As if Darius has spotted it too, he slowly moves towards it. Skillful fingers unclasp the back before he holds it upward and it twists and turns in all sorts of directions like a beacon of light... a river flowing its course North. Admiring it on the queen, I can say that it intrigued me, but in Darius’s hands, fascination flashes in my blue gaze.
It’s still too easy, though, and I can see Darius knows that too, with how he frowns like he’d expected there to be more to it.
“Did you know the queen is a sorceress?” I ask, my voice softer than I’d anticipated like it’s still in awe of the pendant. I don’t know what caused me to say that, but it was out before I could think it through.
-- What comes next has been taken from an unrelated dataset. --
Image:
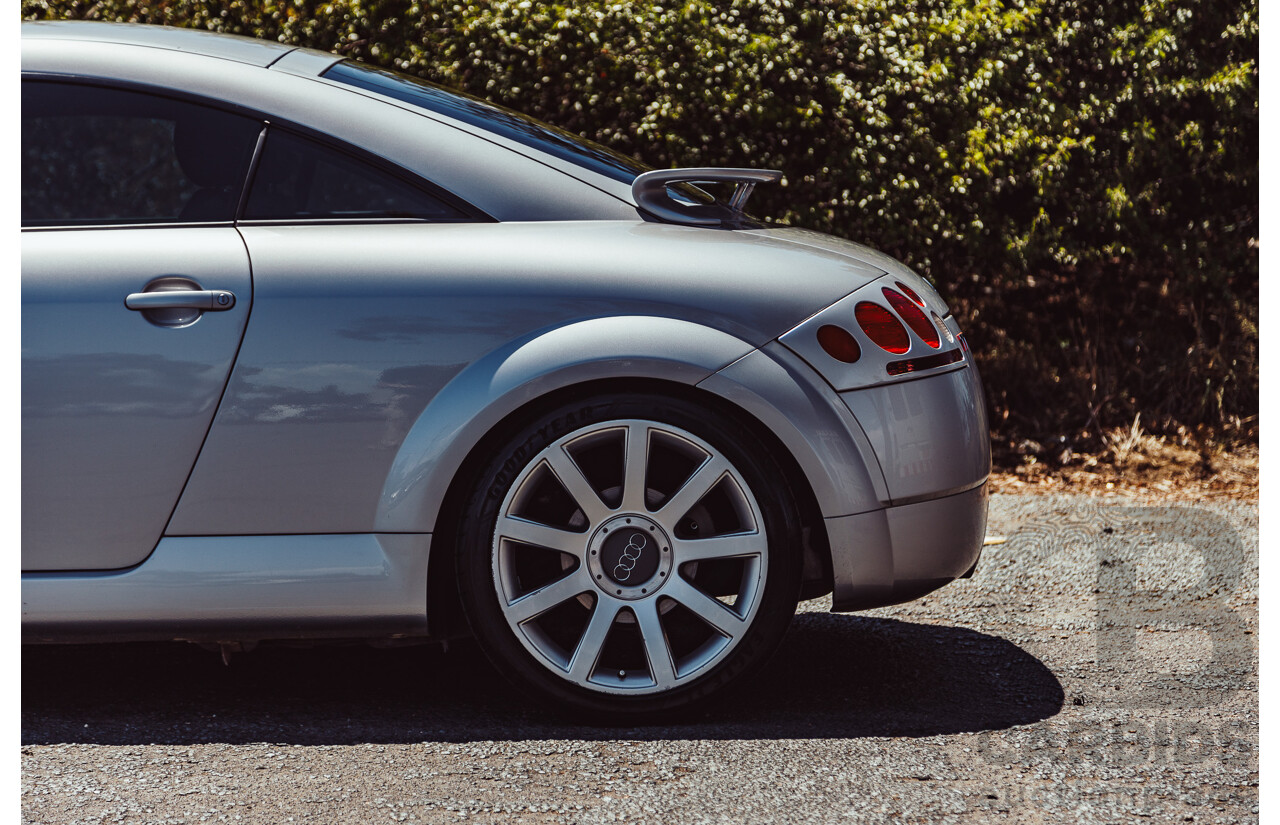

When Darius doesn’t answer, I flicker my eyes to him and rephrase, “Do all the shifters know?”
He stares ahead, thinking my question over as he slides the pendant through his fingers. “A few.”
Leira didn’t know much, she only told me what her sister had once said, and her sister had been with a shifter.
“She’s one without power.” I tilt my head, acknowledging the little information I’d gotten from the queen. “Why?”
Both brows lift as he looks me over. “That’s a question you should ask her, not me.”
“But you know why, don’t you?” I press, starting to get agitated.
“Maybe I do, maybe I don’t.”
Frustration coils up in my chest. “Just tell me.”
“I’m not up for a history lesson right now, unless—” he flicks the words right off his tongue, enticing and full of wonder. “You think of the queen differently to what a venator does?”